まずは監督のことを“ペドロ先輩”と呼ぶ小野さんから新作について、美しい映像と音についての言及があり、“芸術的”と呼んでいいのかという問いかけ(監督自身は“芸術的”なるものに否定的)。
監督は「観客がこういった映画を観るのに慣れていない」とした上で、この映画はある種の贈り物のような作品と説明。初めて映画がスピリチュアルなものであると体験したとか。
次いで扉や窓、枠といったものについての質問があると、監督はそういったものが出てくるのは家を撮っているからだとひとまず返答しつつ、この答えも無理して言っているだけとまぜっ返す。
また、理想的な映画は理想的な家のようなもので、誰でも共有できるものから出発できる映画が好きだとのこと。
講義録『歩く、見る、待つ』にも「映画作りは家作り」という言葉があるそうで、小野さんがたびたび同書から監督の言葉を引用するので、『毛沢東語録』のようだと笑いを誘っていた。
映画を撮ることは難しいと語る監督の「暗闇を更に暗くしろ」というゲオルク・トラークルの詩からの引用が心に残った。
休憩を挟み、文学について聞かれた監督はポルトガルでは詩が重要であり、自分の作品も小説よりは詩に近いと返答。
小説はあまり読まず、読むという考えはわくわくするけど読まない。
映画についての本やいろんな職業についての本は読むとのこと。
ここで監督が読む映画についての本の書き手として、会場にいた蓮實重彦さんとクリス・フジワラさんに話を振る小野さん。
蓮實さんは「インプロヴィゼーション(即興)は得意なんです」と言いつつ、棚からトーマス・ベルンハルトさんの『凍』を取り出し、お薦めしていた。

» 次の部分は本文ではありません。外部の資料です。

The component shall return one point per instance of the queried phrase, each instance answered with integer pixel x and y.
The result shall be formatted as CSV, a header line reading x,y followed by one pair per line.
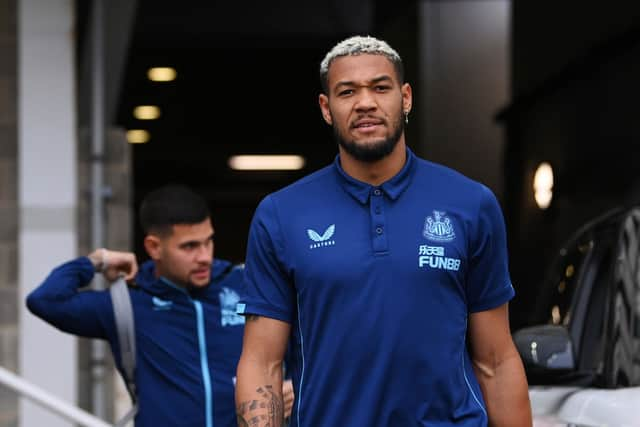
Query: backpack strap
x,y
125,326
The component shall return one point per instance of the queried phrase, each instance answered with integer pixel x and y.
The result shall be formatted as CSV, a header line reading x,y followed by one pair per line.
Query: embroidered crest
x,y
160,304
324,240
438,228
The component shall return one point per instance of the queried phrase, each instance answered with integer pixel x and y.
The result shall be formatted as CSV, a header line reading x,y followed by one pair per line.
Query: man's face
x,y
365,105
186,255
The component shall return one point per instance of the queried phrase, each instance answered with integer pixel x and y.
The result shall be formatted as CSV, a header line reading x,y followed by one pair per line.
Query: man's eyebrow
x,y
349,83
188,242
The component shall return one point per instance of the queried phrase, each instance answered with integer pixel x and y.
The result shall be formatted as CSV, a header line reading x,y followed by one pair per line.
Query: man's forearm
x,y
505,386
259,396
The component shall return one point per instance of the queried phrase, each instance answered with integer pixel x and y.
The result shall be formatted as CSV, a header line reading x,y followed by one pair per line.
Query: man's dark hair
x,y
171,205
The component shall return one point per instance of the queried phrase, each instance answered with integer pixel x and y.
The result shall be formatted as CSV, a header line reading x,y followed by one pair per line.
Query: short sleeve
x,y
268,291
488,284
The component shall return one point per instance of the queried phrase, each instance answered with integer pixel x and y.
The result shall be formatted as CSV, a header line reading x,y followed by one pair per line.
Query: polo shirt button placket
x,y
377,219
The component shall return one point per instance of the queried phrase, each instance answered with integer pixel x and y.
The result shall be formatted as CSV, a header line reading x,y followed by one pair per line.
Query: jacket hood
x,y
147,280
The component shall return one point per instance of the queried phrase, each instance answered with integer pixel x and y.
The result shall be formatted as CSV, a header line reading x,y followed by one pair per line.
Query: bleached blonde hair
x,y
359,45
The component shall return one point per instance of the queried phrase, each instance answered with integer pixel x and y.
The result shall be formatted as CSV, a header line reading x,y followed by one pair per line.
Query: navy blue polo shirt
x,y
377,284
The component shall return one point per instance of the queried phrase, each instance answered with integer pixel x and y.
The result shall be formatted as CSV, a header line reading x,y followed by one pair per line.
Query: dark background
x,y
248,82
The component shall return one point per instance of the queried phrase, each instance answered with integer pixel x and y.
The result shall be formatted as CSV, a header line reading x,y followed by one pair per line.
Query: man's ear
x,y
153,247
407,97
323,100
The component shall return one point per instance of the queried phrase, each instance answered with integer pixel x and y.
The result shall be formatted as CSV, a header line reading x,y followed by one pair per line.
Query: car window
x,y
554,303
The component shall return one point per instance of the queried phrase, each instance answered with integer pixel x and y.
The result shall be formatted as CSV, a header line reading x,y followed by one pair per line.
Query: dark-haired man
x,y
188,337
389,272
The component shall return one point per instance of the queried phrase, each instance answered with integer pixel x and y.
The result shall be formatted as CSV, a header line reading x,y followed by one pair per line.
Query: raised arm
x,y
499,369
60,302
259,400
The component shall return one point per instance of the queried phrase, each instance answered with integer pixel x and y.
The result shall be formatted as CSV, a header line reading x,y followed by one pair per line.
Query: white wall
x,y
47,190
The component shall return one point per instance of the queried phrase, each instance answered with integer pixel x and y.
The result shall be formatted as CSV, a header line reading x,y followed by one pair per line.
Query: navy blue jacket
x,y
187,343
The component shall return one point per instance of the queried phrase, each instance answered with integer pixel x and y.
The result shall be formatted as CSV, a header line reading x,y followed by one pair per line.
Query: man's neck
x,y
375,173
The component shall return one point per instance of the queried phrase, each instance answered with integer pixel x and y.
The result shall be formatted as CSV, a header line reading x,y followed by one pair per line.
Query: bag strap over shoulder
x,y
125,326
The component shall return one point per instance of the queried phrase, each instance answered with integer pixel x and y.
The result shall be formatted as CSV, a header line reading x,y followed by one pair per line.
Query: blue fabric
x,y
378,284
170,373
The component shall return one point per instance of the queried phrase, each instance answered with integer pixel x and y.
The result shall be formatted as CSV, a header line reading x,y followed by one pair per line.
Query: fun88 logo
x,y
433,257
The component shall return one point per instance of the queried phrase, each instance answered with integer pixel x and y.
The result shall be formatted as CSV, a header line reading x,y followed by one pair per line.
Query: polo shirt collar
x,y
392,188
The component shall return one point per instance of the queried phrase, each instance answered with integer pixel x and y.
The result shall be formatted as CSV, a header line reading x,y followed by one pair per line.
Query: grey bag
x,y
125,326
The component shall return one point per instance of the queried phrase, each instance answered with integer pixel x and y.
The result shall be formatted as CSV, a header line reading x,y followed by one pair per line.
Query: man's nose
x,y
205,253
365,101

監督もこの作品自体は読んだことはないが、自伝は読んだことがあるそう。
蓮實さんは小津だけじゃなく成瀬も観るよう巨匠の口から言ってもらいたいとリクエスト。成瀬のことなら、と振られたクリス・フジワラさんはポンピドゥーセンターで上映する映画として、ペドロ・コスタ監督が成瀬巳喜男監督の『女の中にいる他人』を選んだ理由を質問。監督は選んだ理由は覚えていない、いちばん最近観た成瀬作品だと言いつつ、人間に対する残酷さ、暴力を描いている点を評価していた。
監督は終始、フランス語でトーク。どちらかと言うと淡々と話す監督の言葉を時には感情を込めて訳す芳野まいさんの通訳ぶりがよかった。
終了後、監督の著書『歩く、見る、待つ』にサインをして頂いて帰ろうとしたところ、クリス・フジワラさんと英語で話している男性が。誰かと思ったら、園子温監督で思わず会釈したら返してくれた(笑)。見た感じ、お元気になられたようで何より。